A Massive New Study Says People Who Drink Coffee have a 30 Percent Lower Risk of Death – Article by Bill Murphy Jr. 6/4/2022 and published in INC magazine
Writing in the journal, Annals of Internal Medicine, using data relating to 171,616 people in Great Britain. The data was compiled over a seven-year study period: looking at people who drank between 1.5 and 3.5 cups of coffee each day. It was found that those who drank coffee had up to a 30 percent lower chance of dying from any cause during the study period than those who did not. The more coffee people drank, up to 3.5 cups, whether caffeinated or not, lowered their risk of death during the study. “It’s huge,” Dr. Christina Wee, a deputy editor of the Annals of Internal Medicine and an associate professor at Harvard Medical School, told the New York Times in a report on the study. “There are very few things that reduce your mortality by 30 percent.”
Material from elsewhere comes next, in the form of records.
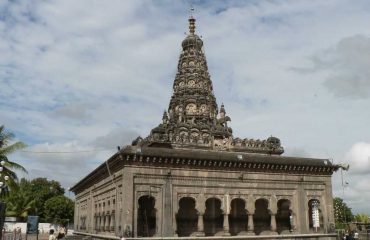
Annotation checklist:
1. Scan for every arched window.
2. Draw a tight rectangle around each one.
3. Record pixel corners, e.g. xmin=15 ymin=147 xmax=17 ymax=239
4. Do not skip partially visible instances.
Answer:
xmin=308 ymin=199 xmax=323 ymax=232
xmin=203 ymin=198 xmax=224 ymax=236
xmin=229 ymin=198 xmax=248 ymax=236
xmin=176 ymin=197 xmax=198 ymax=237
xmin=276 ymin=199 xmax=292 ymax=234
xmin=137 ymin=195 xmax=157 ymax=237
xmin=253 ymin=198 xmax=271 ymax=235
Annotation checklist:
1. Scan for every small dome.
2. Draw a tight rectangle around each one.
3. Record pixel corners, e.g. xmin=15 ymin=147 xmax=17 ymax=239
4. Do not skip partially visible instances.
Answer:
xmin=152 ymin=124 xmax=166 ymax=134
xmin=181 ymin=34 xmax=203 ymax=50
xmin=267 ymin=136 xmax=280 ymax=146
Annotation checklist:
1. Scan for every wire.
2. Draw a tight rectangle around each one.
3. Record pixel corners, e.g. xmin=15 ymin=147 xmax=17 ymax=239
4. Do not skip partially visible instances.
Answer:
xmin=18 ymin=149 xmax=115 ymax=154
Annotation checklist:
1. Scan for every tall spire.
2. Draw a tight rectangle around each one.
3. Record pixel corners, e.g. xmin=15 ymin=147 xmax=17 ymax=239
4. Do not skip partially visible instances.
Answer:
xmin=189 ymin=6 xmax=196 ymax=34
xmin=135 ymin=13 xmax=283 ymax=154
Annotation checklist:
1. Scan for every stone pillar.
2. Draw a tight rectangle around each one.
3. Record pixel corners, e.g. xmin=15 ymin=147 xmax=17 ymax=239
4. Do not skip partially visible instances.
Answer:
xmin=110 ymin=212 xmax=116 ymax=231
xmin=196 ymin=212 xmax=204 ymax=237
xmin=163 ymin=173 xmax=175 ymax=237
xmin=289 ymin=212 xmax=296 ymax=232
xmin=270 ymin=213 xmax=276 ymax=232
xmin=195 ymin=193 xmax=206 ymax=237
xmin=247 ymin=213 xmax=254 ymax=234
xmin=224 ymin=213 xmax=230 ymax=236
xmin=247 ymin=196 xmax=256 ymax=235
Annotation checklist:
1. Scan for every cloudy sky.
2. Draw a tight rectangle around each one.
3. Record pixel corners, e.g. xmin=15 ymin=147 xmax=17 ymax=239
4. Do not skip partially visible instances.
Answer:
xmin=0 ymin=0 xmax=370 ymax=213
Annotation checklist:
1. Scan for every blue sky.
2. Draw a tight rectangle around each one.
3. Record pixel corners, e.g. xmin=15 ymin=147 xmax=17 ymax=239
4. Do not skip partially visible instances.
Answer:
xmin=0 ymin=0 xmax=370 ymax=213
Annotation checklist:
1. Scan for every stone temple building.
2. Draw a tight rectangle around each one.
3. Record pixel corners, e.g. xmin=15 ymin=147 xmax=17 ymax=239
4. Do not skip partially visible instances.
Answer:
xmin=72 ymin=17 xmax=338 ymax=237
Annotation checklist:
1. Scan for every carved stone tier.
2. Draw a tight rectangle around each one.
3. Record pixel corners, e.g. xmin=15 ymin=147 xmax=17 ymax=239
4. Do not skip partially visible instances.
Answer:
xmin=137 ymin=17 xmax=284 ymax=155
xmin=120 ymin=146 xmax=337 ymax=175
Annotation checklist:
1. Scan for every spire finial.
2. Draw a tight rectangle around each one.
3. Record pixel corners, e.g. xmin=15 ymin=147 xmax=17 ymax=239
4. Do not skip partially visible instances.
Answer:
xmin=189 ymin=5 xmax=195 ymax=34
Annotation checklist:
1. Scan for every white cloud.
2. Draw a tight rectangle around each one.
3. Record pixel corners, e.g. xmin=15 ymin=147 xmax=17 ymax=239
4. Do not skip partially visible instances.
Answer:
xmin=345 ymin=142 xmax=370 ymax=174
xmin=0 ymin=0 xmax=370 ymax=214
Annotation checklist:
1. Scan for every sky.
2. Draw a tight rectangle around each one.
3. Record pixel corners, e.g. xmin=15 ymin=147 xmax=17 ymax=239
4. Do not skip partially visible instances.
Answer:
xmin=0 ymin=0 xmax=370 ymax=214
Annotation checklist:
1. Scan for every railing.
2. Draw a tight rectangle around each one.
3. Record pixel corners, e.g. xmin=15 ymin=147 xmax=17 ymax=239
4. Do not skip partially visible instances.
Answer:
xmin=1 ymin=232 xmax=15 ymax=240
xmin=74 ymin=232 xmax=338 ymax=240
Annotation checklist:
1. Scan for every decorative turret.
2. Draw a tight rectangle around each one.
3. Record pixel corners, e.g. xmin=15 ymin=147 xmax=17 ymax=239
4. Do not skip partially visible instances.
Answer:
xmin=135 ymin=16 xmax=283 ymax=154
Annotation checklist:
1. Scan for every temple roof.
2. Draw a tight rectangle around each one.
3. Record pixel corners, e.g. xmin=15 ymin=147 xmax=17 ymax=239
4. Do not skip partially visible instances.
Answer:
xmin=133 ymin=16 xmax=284 ymax=155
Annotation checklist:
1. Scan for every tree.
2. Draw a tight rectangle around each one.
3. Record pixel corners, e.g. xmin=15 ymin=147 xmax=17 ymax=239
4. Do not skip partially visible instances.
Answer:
xmin=5 ymin=189 xmax=36 ymax=220
xmin=333 ymin=197 xmax=353 ymax=228
xmin=355 ymin=213 xmax=370 ymax=223
xmin=21 ymin=178 xmax=64 ymax=221
xmin=44 ymin=195 xmax=74 ymax=225
xmin=0 ymin=125 xmax=27 ymax=194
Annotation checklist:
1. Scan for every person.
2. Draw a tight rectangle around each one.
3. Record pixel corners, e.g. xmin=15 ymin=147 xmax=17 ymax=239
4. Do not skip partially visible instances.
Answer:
xmin=15 ymin=227 xmax=22 ymax=240
xmin=49 ymin=229 xmax=56 ymax=240
xmin=57 ymin=226 xmax=66 ymax=239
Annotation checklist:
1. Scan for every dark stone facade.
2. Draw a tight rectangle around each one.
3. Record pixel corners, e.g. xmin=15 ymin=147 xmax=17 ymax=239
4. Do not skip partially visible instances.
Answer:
xmin=72 ymin=17 xmax=338 ymax=237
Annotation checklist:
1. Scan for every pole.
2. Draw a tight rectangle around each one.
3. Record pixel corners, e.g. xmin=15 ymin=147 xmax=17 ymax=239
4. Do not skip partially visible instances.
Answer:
xmin=340 ymin=168 xmax=347 ymax=224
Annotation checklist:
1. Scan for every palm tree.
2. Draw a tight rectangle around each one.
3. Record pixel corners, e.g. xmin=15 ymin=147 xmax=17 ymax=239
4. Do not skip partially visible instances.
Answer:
xmin=355 ymin=213 xmax=370 ymax=223
xmin=5 ymin=190 xmax=36 ymax=220
xmin=0 ymin=125 xmax=27 ymax=195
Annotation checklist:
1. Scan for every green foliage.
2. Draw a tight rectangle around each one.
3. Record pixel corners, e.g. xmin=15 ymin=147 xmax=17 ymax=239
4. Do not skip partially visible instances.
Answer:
xmin=355 ymin=213 xmax=370 ymax=223
xmin=21 ymin=178 xmax=64 ymax=221
xmin=0 ymin=125 xmax=27 ymax=193
xmin=5 ymin=189 xmax=36 ymax=220
xmin=4 ymin=178 xmax=73 ymax=221
xmin=333 ymin=197 xmax=354 ymax=228
xmin=44 ymin=195 xmax=74 ymax=225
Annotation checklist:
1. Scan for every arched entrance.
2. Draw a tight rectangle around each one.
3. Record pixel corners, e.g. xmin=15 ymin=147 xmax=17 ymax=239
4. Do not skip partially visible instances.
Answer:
xmin=203 ymin=198 xmax=224 ymax=236
xmin=229 ymin=198 xmax=248 ymax=236
xmin=253 ymin=198 xmax=271 ymax=235
xmin=308 ymin=199 xmax=323 ymax=231
xmin=276 ymin=199 xmax=292 ymax=234
xmin=137 ymin=195 xmax=157 ymax=237
xmin=176 ymin=197 xmax=198 ymax=237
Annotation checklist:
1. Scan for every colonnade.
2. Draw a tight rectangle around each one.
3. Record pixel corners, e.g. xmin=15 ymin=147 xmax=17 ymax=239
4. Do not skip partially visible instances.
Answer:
xmin=137 ymin=195 xmax=320 ymax=237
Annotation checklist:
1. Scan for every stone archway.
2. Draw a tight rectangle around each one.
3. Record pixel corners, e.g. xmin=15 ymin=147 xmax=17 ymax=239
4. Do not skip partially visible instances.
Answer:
xmin=137 ymin=195 xmax=157 ymax=237
xmin=276 ymin=199 xmax=292 ymax=234
xmin=229 ymin=198 xmax=248 ymax=236
xmin=203 ymin=198 xmax=224 ymax=236
xmin=176 ymin=197 xmax=198 ymax=237
xmin=308 ymin=199 xmax=324 ymax=231
xmin=253 ymin=198 xmax=271 ymax=235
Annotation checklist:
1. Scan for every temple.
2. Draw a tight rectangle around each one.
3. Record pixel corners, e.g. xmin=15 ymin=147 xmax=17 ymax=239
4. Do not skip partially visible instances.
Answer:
xmin=71 ymin=16 xmax=338 ymax=239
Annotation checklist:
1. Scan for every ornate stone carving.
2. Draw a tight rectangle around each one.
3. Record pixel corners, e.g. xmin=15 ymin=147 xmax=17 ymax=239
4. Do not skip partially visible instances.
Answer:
xmin=133 ymin=14 xmax=284 ymax=154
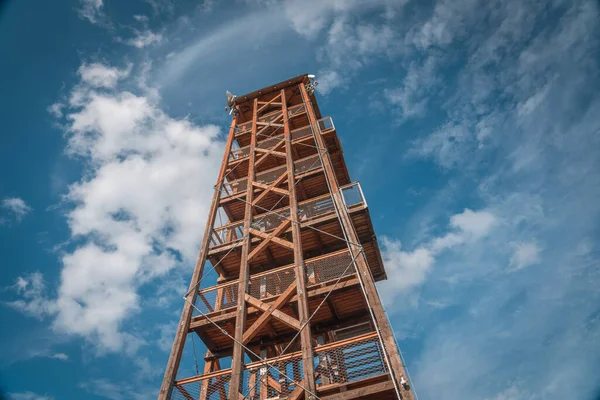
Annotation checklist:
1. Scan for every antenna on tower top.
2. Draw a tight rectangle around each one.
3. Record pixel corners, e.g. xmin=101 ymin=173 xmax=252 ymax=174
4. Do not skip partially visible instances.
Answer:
xmin=225 ymin=90 xmax=237 ymax=115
And this isn’t the first study to suggest that drinking significant amounts of coffee could be related to longer lifespan. A 2017 study suggested that for every cup of coffee people consume each day, risk of heart failure or stroke goes down by 8 percent.
In 2019, – five cups a day is the point at which health problems might begin to show up due to coffee consumption, and could even outweigh the benefits. A Spanish study found that drinking four cups of coffee per day led to a 64 percent lower risk of dying among study participants compared to non-coffee drinkers. And, a British study of found that those who habitually drank coffee were between 10 and 15 percent less likely to die during any 10 year period.
Keep in mind, though, that it is possible that it’s not the coffee that provides the lower risk of death; maybe instead, it’s that people who drink coffee are also more likely to do something else healthy.